Note: The Forbes article is behind a paywall, but Forbes allows a certain number of free articles to non-subscribers.

Article

These discussion questions assume that students have read the 2022 article “The Leading Edge: What Inuit Can Teach Us About Climate Monitoring And Adaptation” in Forbes Magazine.

Discussion Questions

“That’s anecdotal. We need data to believe you.”

  • What’s the difference between anecdotal evidence and data?
  • What are the advantages of requiring decisions to be made with data instead of anecdote? What are the drawbacks?
  • Do you agree that “talking to other hunters and elders” can be considered “a kind of peer review system?” Do you agree that Indigenous knowledge has always had a kind of data behind it? What are the advantages of Indigenous knowledge over the kinds of knowledge that academics consider “data driven”? What are the advantages of the academic type of data?

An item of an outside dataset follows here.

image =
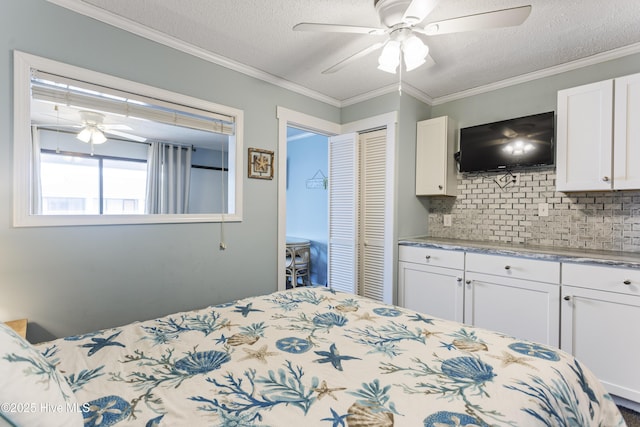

Indigenous knowledge and science

  • Can you envision a scenario in which Indigenous knowledge gets the answer to a question right, while the academic approach gets it wrong? Can you imagine a scenario in which the opposite happens?

Consider knowledge-making as a process by which we increase our degree of confidence about certain claims (NOT as a yes/no proposition in which we either know something or we don’t.)

  • If knowledge-making is about increasing degrees of confidence, how could Indigenous knowledge and academic approaches work in harmony with one another?